Distributed system is Partial failure + unbounded latency
for both, we have zero control over it.
To deal with the problem, "time" and "clocks" are suggested in computing.
What would they mean by the way?
Clocks are to mark a particular point in time. For example, "Migo starts writing this post at 7:49 GST." In this sense, timeout is duration or intervals of time.
However, human-friendly time-of-day clocks are not suitable for a distributed system because they require synchronization with a network time protocol(NTP) and are bad for measuring duration or intervals of time.
1) Time-of-day time can jump back and forth either due to daylight saving time.
2) we may need more find-grained resolution to prevent specific races.
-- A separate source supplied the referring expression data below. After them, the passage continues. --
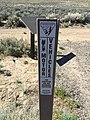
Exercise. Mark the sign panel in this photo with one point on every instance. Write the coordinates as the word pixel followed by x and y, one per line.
pixel 47 49
pixel 47 44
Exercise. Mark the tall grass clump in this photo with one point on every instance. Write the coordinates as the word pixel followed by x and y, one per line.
pixel 13 47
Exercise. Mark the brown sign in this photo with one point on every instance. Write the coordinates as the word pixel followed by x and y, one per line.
pixel 47 49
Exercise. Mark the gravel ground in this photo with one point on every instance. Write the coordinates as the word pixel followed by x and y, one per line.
pixel 75 73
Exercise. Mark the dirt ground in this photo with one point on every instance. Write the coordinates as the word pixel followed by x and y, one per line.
pixel 74 73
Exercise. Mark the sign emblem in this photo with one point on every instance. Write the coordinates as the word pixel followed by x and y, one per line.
pixel 47 29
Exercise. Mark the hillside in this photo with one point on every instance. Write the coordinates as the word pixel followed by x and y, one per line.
pixel 60 3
But that's also OS-specific. (Imagine how horrible it would be when some nodes in the system are spun up in Windows and others on Linux and they have different resolutions)
If you are curious about what would happen if you use something like "Utc.Now()" all the time and how it can introduce bugs, check out the blog from CloudFlare
So perhaps monotonic clocks like Unix timestamps are recommended?
Well, it is absolutely good for marking duration or interval, it doesn't allow for marking a point in time like "now it's 8:16 GST".
Simply put, we don't have a good way of achieving both marking points in time and duration with "physical clocks".
We need a different notion of the clock in a distributed system called a "logical clock."
To be fair, logical clocks don't measure time of day and they don't measure elapsed time either. They instead measure the order of events.
What it cares is which event happened before another.
Suppose A happened before B.
A->B
What does this tell me about causality?
Migo님, 분산 시스템에서 시간과 시계에 대한 흥미로운 글을 공유해 주셔서 감사합니다! 실시간 시계와 단조 시계에 대한 당신의 언급은 정말 중요합니다. 추가로, 시간과 기간을 계산하는 데 유용한 도구를 찾고 있다면 time calculator를 참고해 보세요. 분산 시스템에서 시간을 보다 효율적으로 관리하는 데 도움이 될 수 있습니다!